Me provoca la luna...
No estoy pendiente de nuestra cita habitual y siempre me sorprende. Parece que la lengevidad de su existencia le ha dado toda la sabiduría necesaria para reinventarse cada vez y parecerme nueva aunque sepa que es la misma; es la misma que en la plenitud de su circunferencia muestra su cara más brillante con alevosía, inundando de luz todo el espacio y reflejando su encantadora brillantez sobre el esplémdido mar que parece aquietarse, cómplice al fin, para poner a disposición toda su superficie a la vista y encender aún más el ya confuso embrujo de la luna sobre mi.
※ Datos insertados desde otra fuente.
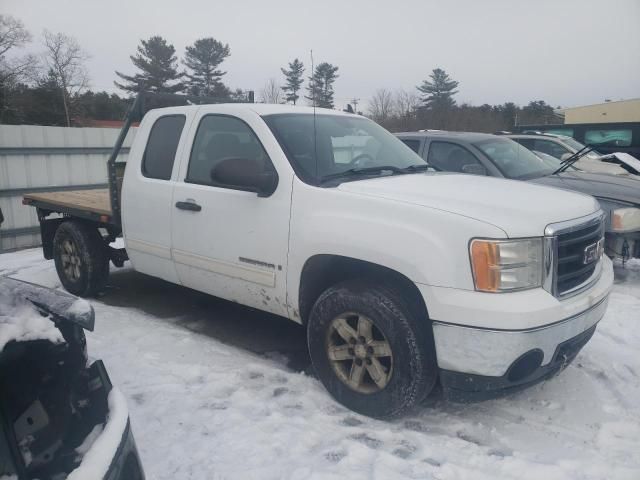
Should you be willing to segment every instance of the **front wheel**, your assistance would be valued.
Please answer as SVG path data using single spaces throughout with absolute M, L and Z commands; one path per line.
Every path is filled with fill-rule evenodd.
M 351 280 L 329 288 L 311 311 L 307 340 L 329 393 L 363 415 L 399 415 L 437 378 L 431 324 L 392 286 Z
M 96 295 L 107 283 L 109 255 L 95 227 L 62 222 L 53 237 L 53 259 L 62 285 L 74 295 Z

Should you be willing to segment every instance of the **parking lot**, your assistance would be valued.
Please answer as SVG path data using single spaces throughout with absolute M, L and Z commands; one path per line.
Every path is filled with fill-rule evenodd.
M 38 249 L 1 255 L 0 274 L 59 286 Z M 330 398 L 302 327 L 127 268 L 92 301 L 89 351 L 128 399 L 148 478 L 636 479 L 640 263 L 616 278 L 559 377 L 483 403 L 436 393 L 390 422 Z

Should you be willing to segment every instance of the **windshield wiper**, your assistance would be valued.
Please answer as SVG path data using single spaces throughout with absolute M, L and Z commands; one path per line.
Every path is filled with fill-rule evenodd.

Y no discuto. No cuestiono. No me importa. ¿Para qué luchar contra el imposible? A fin de cuentas, me encanta lo que hace; juega conmigo y me convence. Ella sabe que no soy capaz de resistirme a sus encantos; detona mis sentidos, nutre mi esencia y hace que mi espíritu aletee a la par que mi imaginación, en un torbellino de ideas creativas y emociones que bullen transportándome a estados elevados, en otra dimensión tal vez, donde solo soy capaz de escuchar el rumor del mar, mientras la luna, esa pícara luna, intenta decirme una y mil cosas.
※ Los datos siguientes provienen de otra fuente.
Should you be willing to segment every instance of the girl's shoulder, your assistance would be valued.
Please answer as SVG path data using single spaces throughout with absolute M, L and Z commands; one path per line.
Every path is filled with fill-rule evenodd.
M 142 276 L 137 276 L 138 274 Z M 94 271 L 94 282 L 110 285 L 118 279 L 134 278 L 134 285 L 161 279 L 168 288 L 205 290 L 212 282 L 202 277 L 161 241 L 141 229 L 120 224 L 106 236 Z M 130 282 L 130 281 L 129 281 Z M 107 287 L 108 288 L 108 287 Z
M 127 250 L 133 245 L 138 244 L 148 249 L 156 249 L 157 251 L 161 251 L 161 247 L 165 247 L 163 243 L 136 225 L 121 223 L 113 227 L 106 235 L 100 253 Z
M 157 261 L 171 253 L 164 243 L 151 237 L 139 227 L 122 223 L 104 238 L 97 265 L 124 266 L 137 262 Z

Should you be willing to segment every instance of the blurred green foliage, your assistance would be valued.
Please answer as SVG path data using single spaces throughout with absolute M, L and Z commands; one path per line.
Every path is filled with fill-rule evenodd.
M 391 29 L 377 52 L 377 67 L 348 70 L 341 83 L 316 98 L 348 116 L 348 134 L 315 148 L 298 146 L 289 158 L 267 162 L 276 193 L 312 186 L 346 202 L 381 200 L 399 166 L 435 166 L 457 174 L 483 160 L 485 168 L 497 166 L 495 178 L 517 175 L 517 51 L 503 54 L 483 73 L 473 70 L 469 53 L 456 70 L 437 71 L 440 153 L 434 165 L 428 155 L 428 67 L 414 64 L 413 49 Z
Tal vez por ello entiendo por qué dicen tantas cosas sobre el influjo de la luna en las mareas y en las personas, natural; ¿quién podría resistirse? ¿Acaso no es un privilegio ser capaces todavía de arrobarse con su cara y su luz?
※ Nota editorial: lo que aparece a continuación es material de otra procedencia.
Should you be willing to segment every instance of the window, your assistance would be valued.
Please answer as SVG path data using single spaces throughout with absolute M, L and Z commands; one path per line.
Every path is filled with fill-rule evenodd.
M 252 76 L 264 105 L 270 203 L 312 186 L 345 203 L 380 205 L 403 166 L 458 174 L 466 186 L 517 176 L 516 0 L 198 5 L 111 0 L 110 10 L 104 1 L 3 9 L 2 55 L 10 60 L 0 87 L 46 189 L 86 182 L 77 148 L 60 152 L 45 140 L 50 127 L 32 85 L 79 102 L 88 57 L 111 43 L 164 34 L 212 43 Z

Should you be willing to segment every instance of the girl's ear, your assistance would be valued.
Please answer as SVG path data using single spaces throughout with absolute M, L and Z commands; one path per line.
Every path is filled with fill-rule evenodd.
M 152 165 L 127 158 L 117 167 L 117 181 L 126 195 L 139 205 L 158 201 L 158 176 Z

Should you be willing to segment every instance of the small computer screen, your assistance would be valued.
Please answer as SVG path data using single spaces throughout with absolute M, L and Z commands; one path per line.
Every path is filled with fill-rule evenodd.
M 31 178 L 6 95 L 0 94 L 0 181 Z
La quietud de su imagen se contrapone a la magnificencia de su existencia, que expresa a gritos cuán impresionante es el Universo y cuán pequeña quisiera una sentirse para dejarse acunar en los brazos de la luna, abandonándose al influjo de su magia y volar más allá de la realidad, allende los sueños que se renuevan en cada suspiro.
Luego, como si quisiera dejar sabor a boca, desaparece poco a poco dejándome resignada y expectante hasta nuestro próximo encuentro.